Hacker News new | ask | show | jobs
by zdimension 587 days ago
Very nice. Modern GPUs really are fast as drawing points.

It's pretty similar to a project I've been working on for the past year, scraping Facebook instead of BlueSky (which is a bit harder since FB doesn't expose an API for that). I currently have about 140 million nodes on my scraped graph and a GUI with pathfinding and stuff like that.

It's a shame though because as nice as the thing is, I'm not sure I can publish it online, given it contains names of people. I don't think the GDPR would be very happy.

Which is why I'm a bit surprised you published this, aren't you afraid of people, uh, disliking the fact that they're present in your dataset?

1 comments

AT proto is an open network. Everything you do is public by default. e.g. anyone else can just drink from the firehose.
Yeah, but that doesn't solve the data privacy problem. Not that I care, I'd love to be able to do all sorts of stuff with scraped datasets.
One would hope the people on bluesky understand that they're posting publically to a centralized database. What data privacy problem are you concerned with?
As I understand it, the moment you're processing someone's personally identifiable information, you're in the red zone, GDPR-wise. The users consented to publish their info on BlueSky, but not on OP's website.

I get the idea behind the GDPR and it's nice to protect consumers but I'm scared for hobby projects like this.

I think GDPR itself is a bit unclear here.
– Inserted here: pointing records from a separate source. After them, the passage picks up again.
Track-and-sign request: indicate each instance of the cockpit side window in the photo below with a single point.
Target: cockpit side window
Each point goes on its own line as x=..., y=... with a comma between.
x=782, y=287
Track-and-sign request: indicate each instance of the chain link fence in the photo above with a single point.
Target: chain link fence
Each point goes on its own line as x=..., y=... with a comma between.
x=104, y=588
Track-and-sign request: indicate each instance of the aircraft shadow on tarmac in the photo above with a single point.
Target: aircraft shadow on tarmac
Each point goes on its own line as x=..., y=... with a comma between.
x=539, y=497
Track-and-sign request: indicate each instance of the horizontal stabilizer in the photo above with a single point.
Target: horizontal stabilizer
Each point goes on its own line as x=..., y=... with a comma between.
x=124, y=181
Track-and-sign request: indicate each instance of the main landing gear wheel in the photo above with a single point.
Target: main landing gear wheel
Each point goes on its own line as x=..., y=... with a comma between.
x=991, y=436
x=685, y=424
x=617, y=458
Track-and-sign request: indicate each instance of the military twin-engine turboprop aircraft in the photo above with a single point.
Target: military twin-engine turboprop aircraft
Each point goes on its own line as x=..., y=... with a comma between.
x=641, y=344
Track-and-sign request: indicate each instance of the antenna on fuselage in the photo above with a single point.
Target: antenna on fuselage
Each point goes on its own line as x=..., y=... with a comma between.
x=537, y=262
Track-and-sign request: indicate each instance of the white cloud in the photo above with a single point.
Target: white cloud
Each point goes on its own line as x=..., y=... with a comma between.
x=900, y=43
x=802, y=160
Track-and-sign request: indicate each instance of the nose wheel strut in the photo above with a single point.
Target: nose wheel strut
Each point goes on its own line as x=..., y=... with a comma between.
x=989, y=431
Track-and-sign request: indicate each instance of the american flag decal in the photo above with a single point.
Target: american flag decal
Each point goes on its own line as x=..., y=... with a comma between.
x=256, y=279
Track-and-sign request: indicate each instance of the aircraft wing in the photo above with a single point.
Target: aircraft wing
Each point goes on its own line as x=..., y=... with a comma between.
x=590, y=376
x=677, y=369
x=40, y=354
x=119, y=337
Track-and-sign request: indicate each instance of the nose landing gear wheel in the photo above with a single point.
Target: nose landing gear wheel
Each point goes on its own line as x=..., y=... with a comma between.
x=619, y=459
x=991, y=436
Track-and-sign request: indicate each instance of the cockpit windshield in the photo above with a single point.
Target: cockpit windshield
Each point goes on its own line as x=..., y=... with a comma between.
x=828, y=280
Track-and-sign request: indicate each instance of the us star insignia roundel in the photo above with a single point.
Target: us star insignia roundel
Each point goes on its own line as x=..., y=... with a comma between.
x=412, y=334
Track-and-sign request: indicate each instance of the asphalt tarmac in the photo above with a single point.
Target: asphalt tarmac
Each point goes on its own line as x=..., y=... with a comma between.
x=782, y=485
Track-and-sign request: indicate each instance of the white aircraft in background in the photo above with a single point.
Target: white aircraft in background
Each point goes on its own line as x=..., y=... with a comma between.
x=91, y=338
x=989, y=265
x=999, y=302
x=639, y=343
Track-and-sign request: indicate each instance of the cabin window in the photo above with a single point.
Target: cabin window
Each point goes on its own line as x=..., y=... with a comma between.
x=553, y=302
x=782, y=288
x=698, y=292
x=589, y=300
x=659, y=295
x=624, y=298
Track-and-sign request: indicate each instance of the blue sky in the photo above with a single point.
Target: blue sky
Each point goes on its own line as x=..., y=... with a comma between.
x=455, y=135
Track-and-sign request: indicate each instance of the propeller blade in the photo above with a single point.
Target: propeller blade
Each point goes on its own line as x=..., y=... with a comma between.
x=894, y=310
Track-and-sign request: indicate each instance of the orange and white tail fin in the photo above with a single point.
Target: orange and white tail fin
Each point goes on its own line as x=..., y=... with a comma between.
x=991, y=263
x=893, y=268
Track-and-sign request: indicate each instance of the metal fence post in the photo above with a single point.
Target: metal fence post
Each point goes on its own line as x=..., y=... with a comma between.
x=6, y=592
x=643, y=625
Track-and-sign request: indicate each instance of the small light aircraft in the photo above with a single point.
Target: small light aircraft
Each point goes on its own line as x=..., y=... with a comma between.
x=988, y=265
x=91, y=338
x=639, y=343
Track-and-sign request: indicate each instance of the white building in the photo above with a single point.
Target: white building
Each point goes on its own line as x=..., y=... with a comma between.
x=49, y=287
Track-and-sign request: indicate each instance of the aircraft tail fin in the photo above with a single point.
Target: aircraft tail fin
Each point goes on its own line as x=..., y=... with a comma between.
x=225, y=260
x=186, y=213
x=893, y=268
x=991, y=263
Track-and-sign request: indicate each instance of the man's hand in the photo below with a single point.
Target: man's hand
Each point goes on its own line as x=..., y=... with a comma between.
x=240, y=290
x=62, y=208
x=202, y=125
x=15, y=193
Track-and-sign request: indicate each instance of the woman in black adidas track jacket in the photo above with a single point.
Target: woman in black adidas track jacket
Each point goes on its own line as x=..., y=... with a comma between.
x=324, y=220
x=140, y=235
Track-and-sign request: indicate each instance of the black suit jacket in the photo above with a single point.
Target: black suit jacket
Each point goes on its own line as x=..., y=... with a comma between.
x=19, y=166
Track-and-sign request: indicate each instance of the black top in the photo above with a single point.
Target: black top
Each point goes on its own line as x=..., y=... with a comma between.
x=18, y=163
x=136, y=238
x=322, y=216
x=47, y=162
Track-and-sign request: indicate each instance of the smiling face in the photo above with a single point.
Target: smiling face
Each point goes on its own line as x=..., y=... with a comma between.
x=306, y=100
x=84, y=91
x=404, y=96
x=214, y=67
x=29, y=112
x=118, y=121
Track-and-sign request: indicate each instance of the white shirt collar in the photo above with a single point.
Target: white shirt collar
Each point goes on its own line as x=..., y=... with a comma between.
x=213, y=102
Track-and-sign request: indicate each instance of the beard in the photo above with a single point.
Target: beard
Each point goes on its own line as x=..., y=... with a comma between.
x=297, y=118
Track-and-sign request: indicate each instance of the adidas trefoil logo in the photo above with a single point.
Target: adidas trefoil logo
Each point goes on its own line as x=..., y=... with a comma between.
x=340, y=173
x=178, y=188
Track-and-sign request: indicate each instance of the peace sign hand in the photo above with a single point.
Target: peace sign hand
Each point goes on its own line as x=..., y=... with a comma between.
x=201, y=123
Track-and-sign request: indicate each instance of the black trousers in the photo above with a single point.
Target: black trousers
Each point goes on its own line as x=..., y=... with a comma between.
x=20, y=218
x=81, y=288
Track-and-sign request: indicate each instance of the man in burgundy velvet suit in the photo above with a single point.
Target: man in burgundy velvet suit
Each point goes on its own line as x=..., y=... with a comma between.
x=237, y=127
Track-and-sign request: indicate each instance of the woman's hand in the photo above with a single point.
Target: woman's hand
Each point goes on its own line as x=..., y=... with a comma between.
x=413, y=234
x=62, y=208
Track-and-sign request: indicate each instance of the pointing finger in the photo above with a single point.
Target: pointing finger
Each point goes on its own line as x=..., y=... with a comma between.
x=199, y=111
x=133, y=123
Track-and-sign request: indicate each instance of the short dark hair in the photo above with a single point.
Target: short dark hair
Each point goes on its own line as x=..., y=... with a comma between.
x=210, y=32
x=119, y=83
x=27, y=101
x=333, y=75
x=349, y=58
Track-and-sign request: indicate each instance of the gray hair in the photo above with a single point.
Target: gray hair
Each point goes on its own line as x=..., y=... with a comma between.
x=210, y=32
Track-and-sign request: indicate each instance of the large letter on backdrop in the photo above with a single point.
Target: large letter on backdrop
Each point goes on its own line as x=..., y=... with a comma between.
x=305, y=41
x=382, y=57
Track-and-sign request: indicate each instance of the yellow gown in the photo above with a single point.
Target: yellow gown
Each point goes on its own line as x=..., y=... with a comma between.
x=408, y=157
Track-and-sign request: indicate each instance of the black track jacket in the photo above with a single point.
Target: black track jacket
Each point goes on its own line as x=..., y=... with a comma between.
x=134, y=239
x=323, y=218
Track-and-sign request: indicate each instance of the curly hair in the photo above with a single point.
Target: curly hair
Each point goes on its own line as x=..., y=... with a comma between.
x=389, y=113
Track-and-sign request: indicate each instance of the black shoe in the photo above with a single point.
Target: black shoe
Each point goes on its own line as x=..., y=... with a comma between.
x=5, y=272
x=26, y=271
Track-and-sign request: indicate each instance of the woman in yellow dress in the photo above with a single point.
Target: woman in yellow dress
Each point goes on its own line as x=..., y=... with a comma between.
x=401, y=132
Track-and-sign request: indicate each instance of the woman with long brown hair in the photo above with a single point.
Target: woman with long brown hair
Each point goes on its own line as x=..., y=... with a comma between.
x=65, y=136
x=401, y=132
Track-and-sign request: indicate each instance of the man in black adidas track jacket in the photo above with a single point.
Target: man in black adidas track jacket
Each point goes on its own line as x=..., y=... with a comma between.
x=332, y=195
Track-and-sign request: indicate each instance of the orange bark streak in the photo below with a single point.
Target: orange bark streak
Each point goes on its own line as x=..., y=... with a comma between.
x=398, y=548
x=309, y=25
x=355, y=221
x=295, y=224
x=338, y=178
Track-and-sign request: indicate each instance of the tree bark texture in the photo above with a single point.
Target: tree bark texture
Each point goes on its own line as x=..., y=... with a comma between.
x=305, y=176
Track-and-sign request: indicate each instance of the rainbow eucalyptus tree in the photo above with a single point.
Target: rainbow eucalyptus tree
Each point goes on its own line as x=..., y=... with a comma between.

Google Search still operates in Europe as far as I know even though it scrapes and indexes people's websites without explicit consent, and I suspect GDPR doesn't intend to make it illegal to do this. Could be wrong...

IANAL but at least in the U.S. I'm pretty sure publicly-available data is generally excluded from whatever protections do exist on PII. I'm not sure what, if anything, has been said about this in the EU.